Le donne si devono confrontare anche con i pregiudizi dell’intelligenza artificiale. Per questo le avvocate Anna Cataleta e Sabire Sanem Yilmaz hanno inviato una lettera aperta sottoscritta da numerose colleghe e professioniste esperte della materia, indirizzata alle più importanti istituzioni UE

Videosorveglianza Linee guida EDPB

Lettera aperta alle istituzioni europee

In occasione della giornata europea della protezione dei dati personali (Data Protection Day) del 28 gennaio, non si può non far leva su una annosa questione che attanaglia, in misura diversificata, tutte le società del mondo: la discriminazione delle donne da parte della tecnologia.
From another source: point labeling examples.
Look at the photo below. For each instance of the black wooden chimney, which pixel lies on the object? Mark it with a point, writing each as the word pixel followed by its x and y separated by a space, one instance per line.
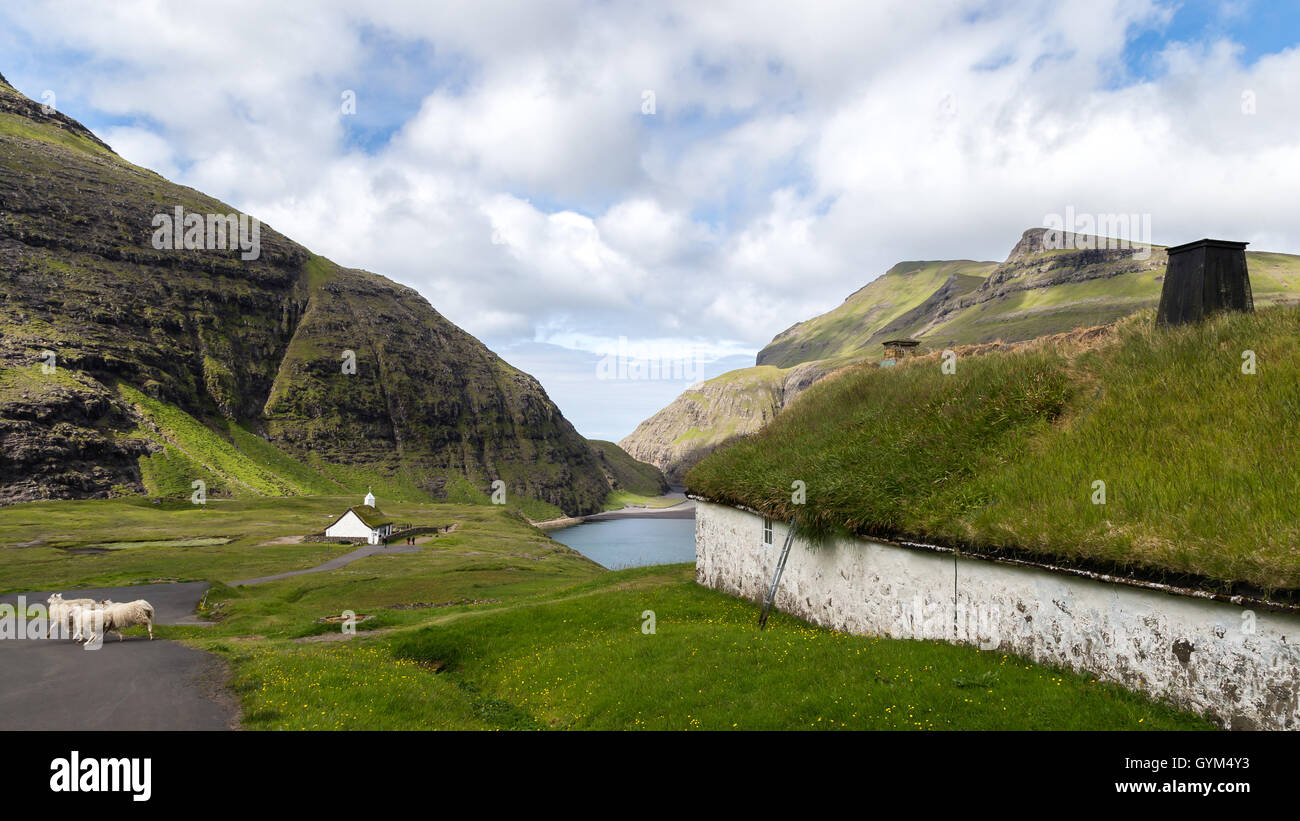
pixel 1201 278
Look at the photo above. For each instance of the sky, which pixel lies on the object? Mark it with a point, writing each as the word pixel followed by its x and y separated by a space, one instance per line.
pixel 670 185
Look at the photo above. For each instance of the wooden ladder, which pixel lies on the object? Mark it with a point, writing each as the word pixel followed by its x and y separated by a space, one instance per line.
pixel 776 577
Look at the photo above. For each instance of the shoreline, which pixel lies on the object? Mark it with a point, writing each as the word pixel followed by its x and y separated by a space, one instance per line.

Il fenomeno della discriminazione in generale è ancora, purtroppo, fortemente radicato e viene oggi alimentato dall’uso di nuovi strumenti di Intelligenza Artificiale, i quali molto spesso danno luogo a risultati discriminatori nei confronti delle categorie sotto rappresentate.

Questo perché gli algoritmi su cui si basa l’Intelligenza Artificiale assorbono i pregiudizi degli esseri umani, poiché gli stessi sono addestrati sulla base di informazioni che di per sé contengono dei pregiudizi, ossia assunzioni errate che hanno luogo nel processo di apprendimento automatico degli algoritmi.

È per questo motivo che le avvocate Anna Cataleta e Sabire Sanem Yilmaz hanno intrapreso una storica iniziativa inviando una lettera aperta sottoscritta da numerose avvocate e professioniste esperte della materia, indirizzata alle più importanti istituzioni europee.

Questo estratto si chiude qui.